Prescription: Look beyond! Look beyond and determine if the current drivers of the selloff will persist and what those causes might be on your portfolio holdings.  What do I mean by that?  First, let’s assume that you hold stocks and sectors that you believe have long term value. Perhaps because the companies can generate lots of return on their assets through sales or possibly because they are great innovators and will continue to come up with new growth opportunities.  Now, let’s factor in the Coronavirus.  It is clear that the spread of the virus will cause consumers to cut back on travel, closed space entertainment, closed space shopping, tourism, and hotel stays.  The cut backs will certainly impact corporate revenues of companies in the effected sectors.  The big question is for how long.  Take a look at China, where the virus originated.  To date, there have been 80,754 confirmed cases of the virus.  That is a lot, but if you look at the amount of newly confirmed daily cases, you will see that the spread has slowed to almost a halt.  I have attached a chart from my Bloomberg terminal which shows the number of cases in China to see it from a graphical perspective.  There were only 19 new cases between yesterday and today.  The first cases appeared on January 11, about 2 months ago.  See my point?
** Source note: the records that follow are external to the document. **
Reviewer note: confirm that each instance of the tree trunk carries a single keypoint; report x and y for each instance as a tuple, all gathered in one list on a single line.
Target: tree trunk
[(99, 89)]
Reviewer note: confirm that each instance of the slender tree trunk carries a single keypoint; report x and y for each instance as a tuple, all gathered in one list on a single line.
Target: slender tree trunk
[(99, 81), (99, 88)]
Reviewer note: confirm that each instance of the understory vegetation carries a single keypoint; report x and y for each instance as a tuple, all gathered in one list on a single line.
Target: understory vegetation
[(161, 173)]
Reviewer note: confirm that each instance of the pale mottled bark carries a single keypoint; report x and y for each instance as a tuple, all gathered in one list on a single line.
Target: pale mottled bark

Things will get worse before they get better, but they will… get better.  The economic reverberations of a slowdown will most likely last at least another few quarters, which brings us into 2021.  Now you have to ask the big question.  Will the contents of my portfolio still bring long term value beyond, say 2020?  If the answer is yes, then don’t panic sell.  If the answer is no, well, you probably shouldn’t own it anyway.

THE MARKETS

 

Stocks experienced a massive selloff yesterday triggered by ongoing Coronavirus fears and nearly a  -25% drop in crude oil prices brought on by Saudi Arabia dumping supply into the market. Capital continues to spill into the bond market causing the aggregate bond market to rise. But not all bonds are created equally.  Riskier bonds have been falling as spreads widen.  High yield bonds, which are BB-rated and below, fell by -3.12% yesterday while the 10-year US treasury brought  yields down by -22 basis points to 0.54%.

 

NXT UP

 

– The President will be meeting with lawmakers today to discuss a stimulus package to help the economy through the Coronavirus spread.  Up for discussion are payroll tax cuts, hourly wage increases, and low or no interest loans.

– The Treasury will sell 38 billion 3-year notes. Those yield around 0.51% if you were wondering.